Lloyds escape plan won’t come cheap
What’s the price of freedom? Ask Lloyds Banking Group, which is hoping to persuade bondholders to buy into a new kind of risky subordinated capital in a bid to avoid having to use the UK government’s asset protection scheme. This Houdini-esque escape trick will be expensive — if it can be pulled off at all.
Lloyds wants to raise 25 billion pounds of new core tier 1 capital to avoid using the APS and having to hand over a bigger stake to the government. As much as 7.5 billion pounds of that could come by converting some of its subordinated debt and preference shares into so-called contingent capital, securities that can be swapped into equity if its balance ratios deteriorate, according to reports.
Regulators are keen on contingent capital because they believe it provides banks with a better buffer against losses than subordinated debt. But banks have yet to answer the call. Royal Bank of Canada has issued some contingent capital, but that was nine years ago. As a result, it’s still not clear whether a public market of any real size can exist, and what the correct cost of the securities should be.
One way to look at contingent capital is to view it as an out-of-the-money put option that investors are selling to the bank. Investors could put a price on it by examining the cost of buying a similar option — effectively hedging their risk.
The cost of this hedge varies according to the price at which the contingent capital converts into shares. Buying a put at 37 pence, less than half Lloyds current share price of 84 pence, would involve paying at least five percent a year. But a put at a price of 55 pence would cost nearly 11 percent a year.
For investors, however, hedging their exposure to Lloyds for longer than a year is difficult. Doing it for seven billion pounds of securities for as long as five years may be impossible. It is also unclear what effect the contingent capital will have on the way investors value the bank’s ordinary shares — an important consideration, given that it is simultaneously lining up a mammoth rights issue.
Even then, the parallel is imperfect. That is because the put option is only be exercised when Lloyds’ capital ratios deteriorate significantly. Viewed from this perspective, contingent capital is more like subordinated debt in an ordinary company, that can be converted into shares through a restructuring if the company runs into trouble. The only difference is that the terms of the restructuring are spelled out in advance.
Because contingent capital is untested and carries more explicit risks than existing subordinated bonds, Lloyds is likely to have to offer a higher interest rate than hybrid debt, which would imply a coupon of at least 10 percent and probably more. There’s also the threat the European Commission may force Lloyds to stop paying coupons on its existing subordinated debt, which would encourage investors to switch to the new instruments.

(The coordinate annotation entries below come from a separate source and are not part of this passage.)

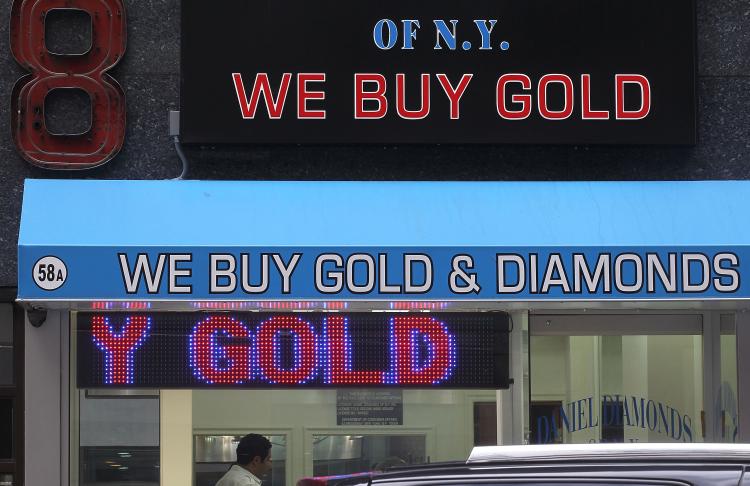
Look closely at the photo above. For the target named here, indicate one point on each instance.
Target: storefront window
(323, 432)
(118, 438)
(6, 345)
(726, 399)
(340, 454)
(613, 379)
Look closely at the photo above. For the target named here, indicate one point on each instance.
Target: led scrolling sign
(314, 350)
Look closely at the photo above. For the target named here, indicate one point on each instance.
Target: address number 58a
(50, 273)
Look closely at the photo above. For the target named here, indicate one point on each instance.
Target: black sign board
(369, 407)
(310, 350)
(427, 71)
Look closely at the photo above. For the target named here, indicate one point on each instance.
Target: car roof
(609, 452)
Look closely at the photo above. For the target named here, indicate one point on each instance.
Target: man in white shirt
(253, 462)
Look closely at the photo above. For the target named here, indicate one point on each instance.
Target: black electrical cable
(183, 159)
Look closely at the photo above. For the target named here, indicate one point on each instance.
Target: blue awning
(242, 240)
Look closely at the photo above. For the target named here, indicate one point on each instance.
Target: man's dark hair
(250, 446)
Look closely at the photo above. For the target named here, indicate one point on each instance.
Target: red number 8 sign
(51, 71)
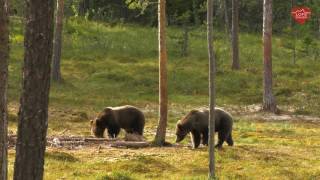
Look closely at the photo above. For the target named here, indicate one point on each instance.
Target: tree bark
(226, 19)
(4, 56)
(235, 35)
(269, 102)
(163, 93)
(33, 112)
(294, 33)
(57, 43)
(212, 70)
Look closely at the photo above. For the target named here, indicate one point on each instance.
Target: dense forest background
(110, 58)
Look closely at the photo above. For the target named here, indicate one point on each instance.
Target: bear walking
(196, 122)
(129, 118)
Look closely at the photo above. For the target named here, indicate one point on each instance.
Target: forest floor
(105, 65)
(268, 146)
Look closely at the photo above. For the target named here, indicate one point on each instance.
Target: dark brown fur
(129, 118)
(196, 123)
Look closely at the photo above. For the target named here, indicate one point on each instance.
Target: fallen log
(130, 144)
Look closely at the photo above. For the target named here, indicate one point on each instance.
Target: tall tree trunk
(226, 19)
(185, 44)
(195, 12)
(235, 35)
(269, 102)
(212, 70)
(294, 33)
(4, 56)
(57, 43)
(33, 112)
(163, 92)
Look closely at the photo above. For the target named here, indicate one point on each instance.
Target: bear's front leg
(196, 138)
(205, 138)
(113, 133)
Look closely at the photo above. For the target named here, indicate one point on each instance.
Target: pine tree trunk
(269, 102)
(226, 19)
(57, 43)
(294, 36)
(235, 35)
(163, 93)
(4, 56)
(33, 112)
(212, 70)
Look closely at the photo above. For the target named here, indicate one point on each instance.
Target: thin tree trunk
(195, 12)
(185, 45)
(294, 36)
(57, 43)
(226, 19)
(212, 70)
(4, 56)
(33, 112)
(163, 93)
(269, 102)
(235, 35)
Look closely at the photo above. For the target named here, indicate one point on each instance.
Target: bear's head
(184, 126)
(99, 124)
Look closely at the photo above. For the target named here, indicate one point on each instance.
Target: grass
(269, 150)
(110, 66)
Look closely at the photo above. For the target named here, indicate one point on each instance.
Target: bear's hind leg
(222, 136)
(196, 138)
(230, 140)
(205, 138)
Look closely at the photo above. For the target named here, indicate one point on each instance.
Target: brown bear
(129, 118)
(197, 122)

However, some holders of Lloyds’ subordinated debt won’t be able to hold the new securities because they don’t fit the risk profile of a pure fixed income fund. Investors could be forced to sell as soon as they agree to exchange their bonds into contingent capital, pushing down the price. Others, such as hedge funds, will have bought the debt at a discount and may be more amenable to a trade if it gives them a quick profit. But it is far from clear that there will be a liquid market in the instruments.

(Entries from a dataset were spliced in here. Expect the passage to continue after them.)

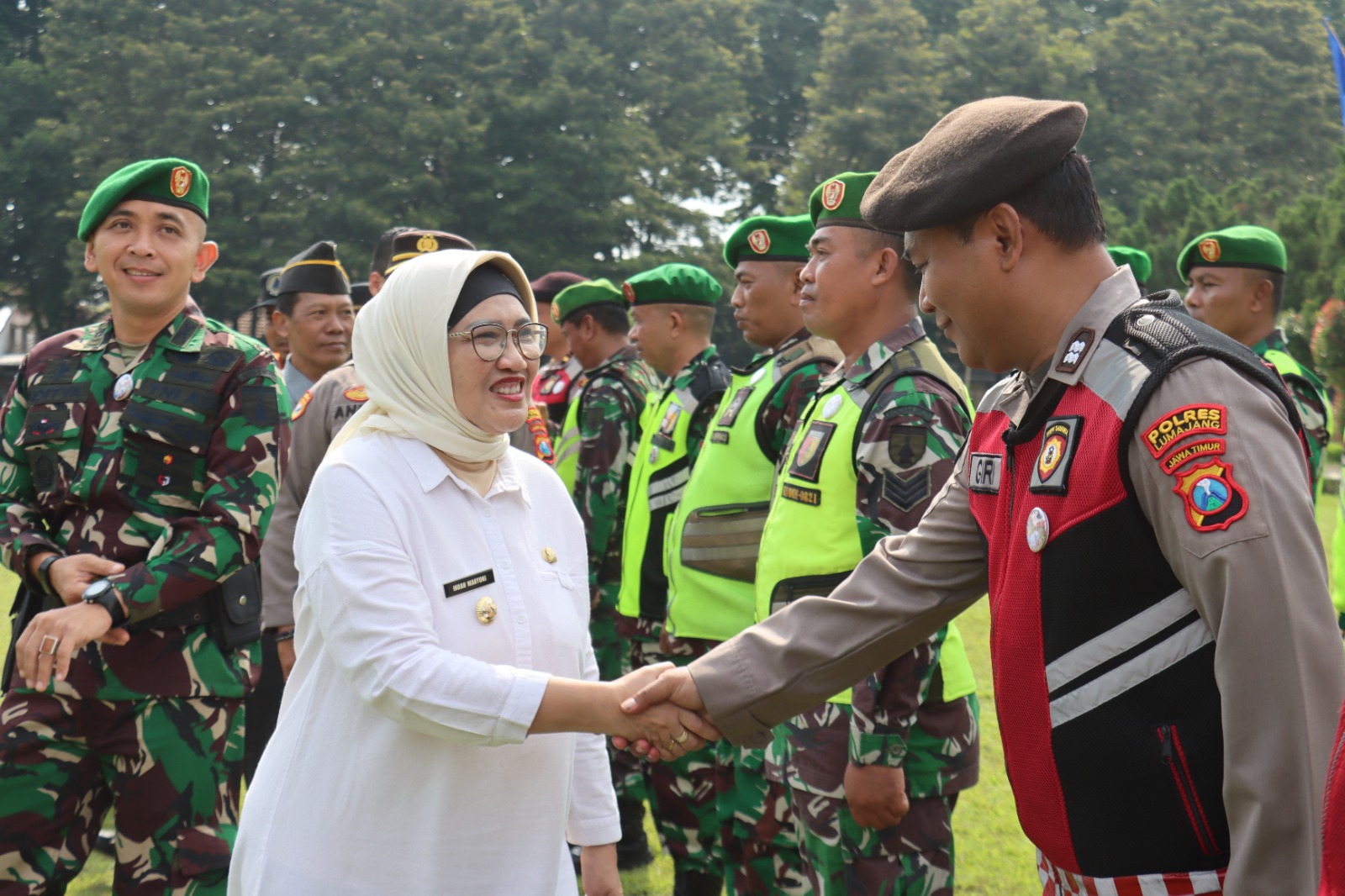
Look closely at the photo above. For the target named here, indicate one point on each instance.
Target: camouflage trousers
(171, 768)
(614, 662)
(757, 826)
(912, 858)
(681, 791)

As a result, investors should be wary. If Lloyds prospers, investors’ upside is limited; but if loan losses soar they will rank first in line for losses. The new securities could end up having all the disadvantages of equity, without much of the benefit. Bond investors should demand a high coupon. Whether the deal is viable for Lloyds’ shareholders will come down to how desperate they are to escape the UK government’s clutches.